No. Silverlight is supposed to be cross-platform and the Sensor and Location stuff in Win7 is not available anywhere other than Win7. You could try some complicated mix of Silverlight + .NET, but then it would be silly to use Silverlight when the whole .NET/WPF platform is available.

McAravey
Yes, Silverlight is cross platform. It is not true that SIlverlight applications are limited to cross platform functions. A Silverlight app can use lots of .NET calls on Windows that are not available on a Mac.
JonnyBoats
Such as what? If you are referring to the PowerPC Macs, then the answer is sortof. The PowerPC run only Silverlight 1.0 which is the media streaming version of Silverlight.The whole point of Silverlight is that you can write one, deploy once, and use anywhere. And as such, why in the world would they create Silverlight to favor Windows and procced to destroy their architecture. It just makes no sense why it would be that way.And as my credibility, I have been programming Silverlight 2 as part of my job since it was released, and I test most of my work on a Mac.
McAravey
"Such as what?" For example, monitoring the mouse wheel http://silverlightfoundry.blogspot.com/2009/04/how-to-zoom-in-and-out-with-mousewheel.html. I don't have a Mac, but I don't think Apple mice have mouse wheels do they? I agree with you that one could use these Win 7 features from other applications (.NET/WPF), but my question is not "What is the best framework to use Win 7 features", I have a client that wants a SIlverlight web app (WPF is not an option) and wants support for the abbient light sensor at a minimum. I just need to know if it is possible?
JonnyBoats
The simple answer is no.

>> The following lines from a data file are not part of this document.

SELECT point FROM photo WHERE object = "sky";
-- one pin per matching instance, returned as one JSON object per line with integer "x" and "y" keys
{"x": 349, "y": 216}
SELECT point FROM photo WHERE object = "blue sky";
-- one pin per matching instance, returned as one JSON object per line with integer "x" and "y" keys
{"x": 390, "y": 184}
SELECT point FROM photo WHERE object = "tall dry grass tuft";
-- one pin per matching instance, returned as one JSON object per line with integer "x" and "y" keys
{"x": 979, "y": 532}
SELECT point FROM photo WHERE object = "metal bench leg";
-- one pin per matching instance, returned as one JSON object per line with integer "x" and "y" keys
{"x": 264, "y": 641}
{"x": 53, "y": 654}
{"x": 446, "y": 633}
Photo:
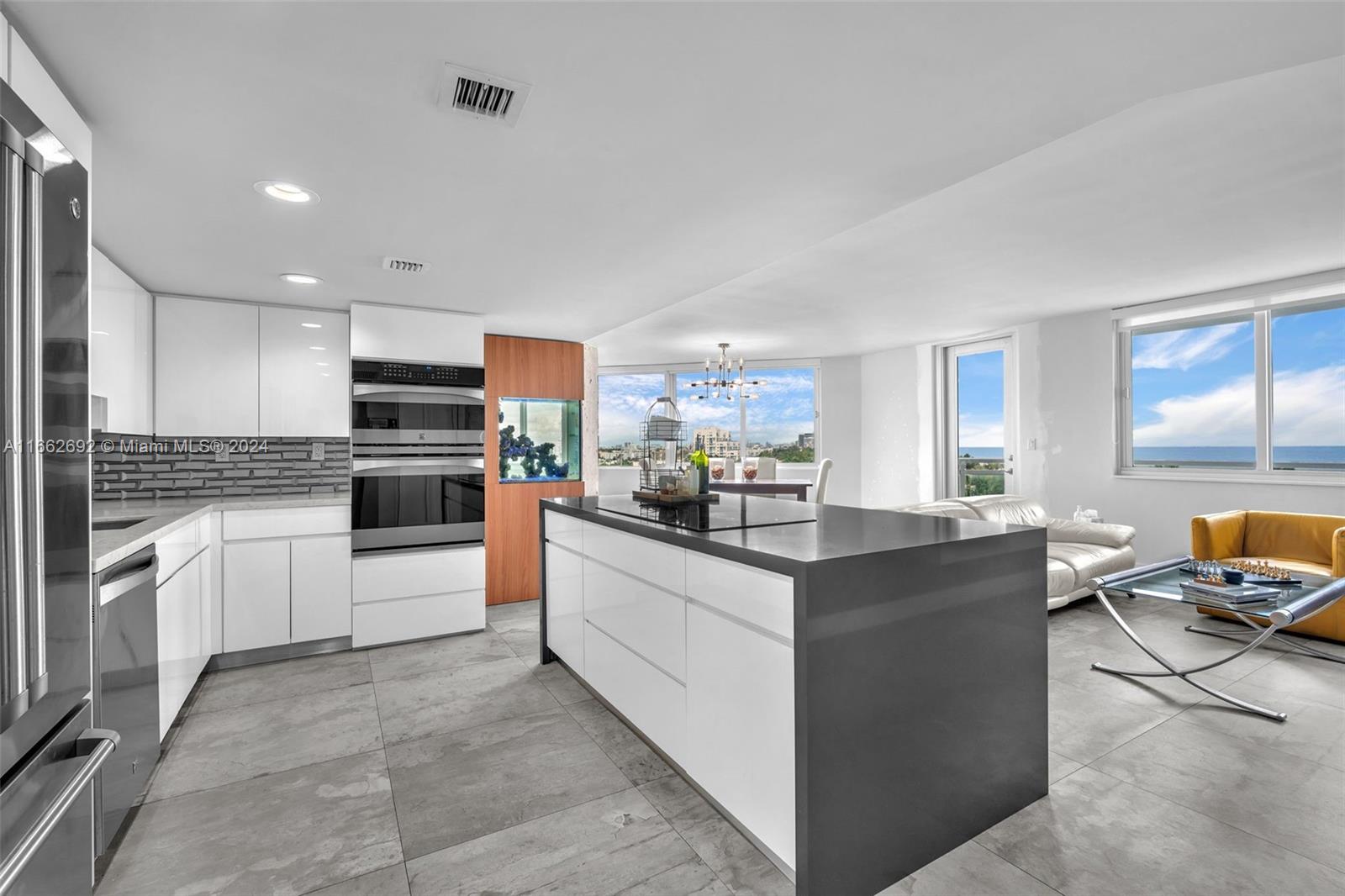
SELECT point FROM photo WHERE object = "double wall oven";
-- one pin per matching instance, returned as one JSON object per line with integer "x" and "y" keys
{"x": 419, "y": 455}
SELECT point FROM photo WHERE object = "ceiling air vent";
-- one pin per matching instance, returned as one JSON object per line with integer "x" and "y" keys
{"x": 405, "y": 266}
{"x": 482, "y": 96}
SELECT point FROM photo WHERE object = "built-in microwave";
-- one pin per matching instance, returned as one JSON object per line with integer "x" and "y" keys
{"x": 419, "y": 459}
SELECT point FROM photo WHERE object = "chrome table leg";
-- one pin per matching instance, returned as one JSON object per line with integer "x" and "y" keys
{"x": 1185, "y": 673}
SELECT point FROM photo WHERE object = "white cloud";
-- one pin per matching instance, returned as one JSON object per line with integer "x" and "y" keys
{"x": 1184, "y": 349}
{"x": 1311, "y": 407}
{"x": 979, "y": 432}
{"x": 1309, "y": 410}
{"x": 1224, "y": 416}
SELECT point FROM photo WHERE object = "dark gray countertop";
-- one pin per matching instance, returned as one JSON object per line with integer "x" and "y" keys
{"x": 838, "y": 532}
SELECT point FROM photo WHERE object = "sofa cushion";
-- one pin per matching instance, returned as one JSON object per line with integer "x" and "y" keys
{"x": 1089, "y": 560}
{"x": 1281, "y": 535}
{"x": 1008, "y": 509}
{"x": 941, "y": 509}
{"x": 1089, "y": 533}
{"x": 1060, "y": 579}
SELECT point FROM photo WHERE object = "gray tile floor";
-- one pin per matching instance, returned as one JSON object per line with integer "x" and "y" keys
{"x": 461, "y": 766}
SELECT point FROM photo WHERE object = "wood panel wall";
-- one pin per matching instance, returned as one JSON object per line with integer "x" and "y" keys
{"x": 518, "y": 367}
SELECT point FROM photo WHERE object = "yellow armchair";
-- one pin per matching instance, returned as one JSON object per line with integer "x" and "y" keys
{"x": 1306, "y": 542}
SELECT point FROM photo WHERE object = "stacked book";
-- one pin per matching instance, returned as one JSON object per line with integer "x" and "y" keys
{"x": 1231, "y": 593}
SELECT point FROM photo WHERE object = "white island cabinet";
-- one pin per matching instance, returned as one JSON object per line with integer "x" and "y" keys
{"x": 694, "y": 651}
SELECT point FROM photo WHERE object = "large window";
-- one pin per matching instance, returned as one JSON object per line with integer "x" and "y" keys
{"x": 780, "y": 423}
{"x": 978, "y": 417}
{"x": 1308, "y": 389}
{"x": 1194, "y": 396}
{"x": 1255, "y": 392}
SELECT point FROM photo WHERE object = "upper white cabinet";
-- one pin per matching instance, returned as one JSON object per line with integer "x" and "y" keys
{"x": 206, "y": 362}
{"x": 416, "y": 334}
{"x": 120, "y": 343}
{"x": 304, "y": 373}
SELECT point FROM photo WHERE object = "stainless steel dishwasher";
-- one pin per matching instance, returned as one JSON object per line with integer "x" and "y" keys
{"x": 125, "y": 687}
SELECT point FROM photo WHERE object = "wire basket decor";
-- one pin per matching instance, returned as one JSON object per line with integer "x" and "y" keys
{"x": 663, "y": 434}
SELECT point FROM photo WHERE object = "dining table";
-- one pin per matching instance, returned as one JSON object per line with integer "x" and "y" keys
{"x": 797, "y": 488}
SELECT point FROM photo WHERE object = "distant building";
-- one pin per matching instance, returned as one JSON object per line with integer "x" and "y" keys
{"x": 716, "y": 441}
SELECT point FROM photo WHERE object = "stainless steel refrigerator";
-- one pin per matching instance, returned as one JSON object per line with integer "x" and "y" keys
{"x": 49, "y": 751}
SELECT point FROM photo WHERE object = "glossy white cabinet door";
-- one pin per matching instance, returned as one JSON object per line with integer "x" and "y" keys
{"x": 649, "y": 620}
{"x": 654, "y": 703}
{"x": 740, "y": 724}
{"x": 120, "y": 346}
{"x": 565, "y": 606}
{"x": 205, "y": 367}
{"x": 416, "y": 334}
{"x": 181, "y": 649}
{"x": 319, "y": 588}
{"x": 304, "y": 373}
{"x": 256, "y": 595}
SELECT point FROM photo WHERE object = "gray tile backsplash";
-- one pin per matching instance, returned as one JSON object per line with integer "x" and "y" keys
{"x": 168, "y": 467}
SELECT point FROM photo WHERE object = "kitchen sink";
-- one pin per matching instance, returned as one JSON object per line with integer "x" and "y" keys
{"x": 104, "y": 525}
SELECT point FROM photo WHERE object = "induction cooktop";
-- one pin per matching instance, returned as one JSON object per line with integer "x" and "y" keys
{"x": 733, "y": 512}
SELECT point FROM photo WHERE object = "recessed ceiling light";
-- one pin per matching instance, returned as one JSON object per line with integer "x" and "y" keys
{"x": 286, "y": 192}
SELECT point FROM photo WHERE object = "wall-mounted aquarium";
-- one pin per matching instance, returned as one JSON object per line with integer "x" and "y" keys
{"x": 540, "y": 440}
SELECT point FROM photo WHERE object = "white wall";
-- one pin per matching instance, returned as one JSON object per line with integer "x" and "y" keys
{"x": 898, "y": 428}
{"x": 1069, "y": 410}
{"x": 841, "y": 408}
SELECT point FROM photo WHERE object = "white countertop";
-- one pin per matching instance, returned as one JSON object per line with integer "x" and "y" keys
{"x": 167, "y": 514}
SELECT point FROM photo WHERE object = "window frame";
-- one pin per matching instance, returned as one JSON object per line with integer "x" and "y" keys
{"x": 670, "y": 374}
{"x": 1261, "y": 307}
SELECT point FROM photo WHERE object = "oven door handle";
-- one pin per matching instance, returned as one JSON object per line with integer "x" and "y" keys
{"x": 417, "y": 467}
{"x": 417, "y": 394}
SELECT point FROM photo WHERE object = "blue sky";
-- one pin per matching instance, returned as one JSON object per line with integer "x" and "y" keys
{"x": 1196, "y": 387}
{"x": 783, "y": 410}
{"x": 981, "y": 400}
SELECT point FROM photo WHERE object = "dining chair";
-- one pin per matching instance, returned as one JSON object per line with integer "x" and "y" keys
{"x": 820, "y": 493}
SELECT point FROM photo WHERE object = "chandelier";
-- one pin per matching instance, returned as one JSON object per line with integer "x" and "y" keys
{"x": 724, "y": 385}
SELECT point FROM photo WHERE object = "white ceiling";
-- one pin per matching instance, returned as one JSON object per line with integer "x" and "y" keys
{"x": 978, "y": 159}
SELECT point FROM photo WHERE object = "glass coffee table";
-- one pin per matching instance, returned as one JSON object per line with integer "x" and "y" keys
{"x": 1264, "y": 619}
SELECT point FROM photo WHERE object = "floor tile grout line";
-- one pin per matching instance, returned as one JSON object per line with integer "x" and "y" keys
{"x": 276, "y": 700}
{"x": 1247, "y": 741}
{"x": 977, "y": 842}
{"x": 526, "y": 821}
{"x": 1221, "y": 821}
{"x": 392, "y": 790}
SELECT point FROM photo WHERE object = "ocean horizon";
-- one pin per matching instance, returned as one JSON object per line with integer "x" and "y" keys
{"x": 1217, "y": 454}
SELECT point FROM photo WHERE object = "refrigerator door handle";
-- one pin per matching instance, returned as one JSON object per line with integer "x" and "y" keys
{"x": 13, "y": 680}
{"x": 34, "y": 589}
{"x": 100, "y": 743}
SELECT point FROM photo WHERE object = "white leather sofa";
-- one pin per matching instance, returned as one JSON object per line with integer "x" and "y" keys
{"x": 1075, "y": 552}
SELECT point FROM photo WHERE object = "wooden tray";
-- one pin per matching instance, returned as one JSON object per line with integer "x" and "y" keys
{"x": 654, "y": 497}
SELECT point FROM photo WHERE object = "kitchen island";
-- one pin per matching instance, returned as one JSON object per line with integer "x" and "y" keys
{"x": 857, "y": 690}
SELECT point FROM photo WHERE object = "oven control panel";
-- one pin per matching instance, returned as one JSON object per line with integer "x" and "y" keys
{"x": 400, "y": 372}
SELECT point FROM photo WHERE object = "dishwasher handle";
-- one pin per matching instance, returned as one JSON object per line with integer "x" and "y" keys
{"x": 98, "y": 743}
{"x": 128, "y": 582}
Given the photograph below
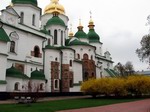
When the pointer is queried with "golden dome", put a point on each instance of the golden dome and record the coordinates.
(53, 7)
(71, 34)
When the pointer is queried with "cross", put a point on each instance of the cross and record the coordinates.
(71, 27)
(90, 14)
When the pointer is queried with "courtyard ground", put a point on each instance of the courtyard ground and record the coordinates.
(136, 106)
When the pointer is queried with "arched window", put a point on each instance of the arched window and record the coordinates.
(71, 83)
(78, 56)
(71, 63)
(36, 51)
(61, 37)
(56, 84)
(12, 46)
(85, 76)
(16, 86)
(41, 86)
(93, 75)
(33, 19)
(56, 59)
(49, 32)
(91, 57)
(85, 56)
(55, 36)
(49, 41)
(22, 17)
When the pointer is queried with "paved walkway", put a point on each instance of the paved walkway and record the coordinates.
(137, 106)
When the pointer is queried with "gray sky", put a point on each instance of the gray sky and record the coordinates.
(119, 23)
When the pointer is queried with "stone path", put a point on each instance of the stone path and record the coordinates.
(136, 106)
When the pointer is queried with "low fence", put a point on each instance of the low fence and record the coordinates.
(11, 95)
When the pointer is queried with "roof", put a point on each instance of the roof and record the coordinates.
(57, 48)
(78, 42)
(33, 2)
(37, 75)
(93, 36)
(55, 20)
(111, 72)
(3, 82)
(81, 34)
(13, 72)
(3, 36)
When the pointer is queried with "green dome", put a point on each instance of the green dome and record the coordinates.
(33, 2)
(13, 72)
(77, 42)
(37, 75)
(81, 34)
(55, 20)
(93, 36)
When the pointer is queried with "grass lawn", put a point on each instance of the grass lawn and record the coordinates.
(52, 106)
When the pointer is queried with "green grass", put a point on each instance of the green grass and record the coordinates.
(52, 106)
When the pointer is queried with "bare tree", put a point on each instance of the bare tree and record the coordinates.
(129, 68)
(144, 52)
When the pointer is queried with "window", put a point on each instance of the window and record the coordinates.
(91, 57)
(93, 75)
(85, 56)
(78, 56)
(41, 86)
(22, 17)
(71, 83)
(85, 76)
(33, 20)
(49, 41)
(12, 46)
(71, 63)
(56, 84)
(55, 36)
(36, 51)
(56, 59)
(50, 32)
(61, 37)
(16, 86)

Your example will still work on a Mac (yes, it does have a wheel) but the problem is Macs are not Win7. Even if it is possible to dodge around through JavaScript or something, you whould still need to download a small library of some sort to report the ambient light. At this point it is now a requirement to have .NET, which is not good.
McAravey
+1  A: 

The Silverlight security model is explained (somewhat) here http://blogs.msdn.com/shawnfa/archive/2007/05/09/the-silverlight-security-model.aspx

The Win7 Sensor API is a native API and from .NET requires P/Invoke calls, this in a silverlight context is referred to as critical code (IMO very poorly named, but there you have it) and needs to be in an intermediate layer, so it should be doable but will not be portable.

Tim Jarvis
While the sensor API is native, there is a .NET Sensor and Location Interop Library - see http://windowsteamblog.com/blogs/developers/archive/2009/04/02/windows-7-sensor-and-location-net-interop-sample-library.aspx.
JonnyBoats
A: 

With the new features in Silverlight 4, specifically out of browser and com-inter-op this is definitely possible.

I still don't know about Silverlight 3.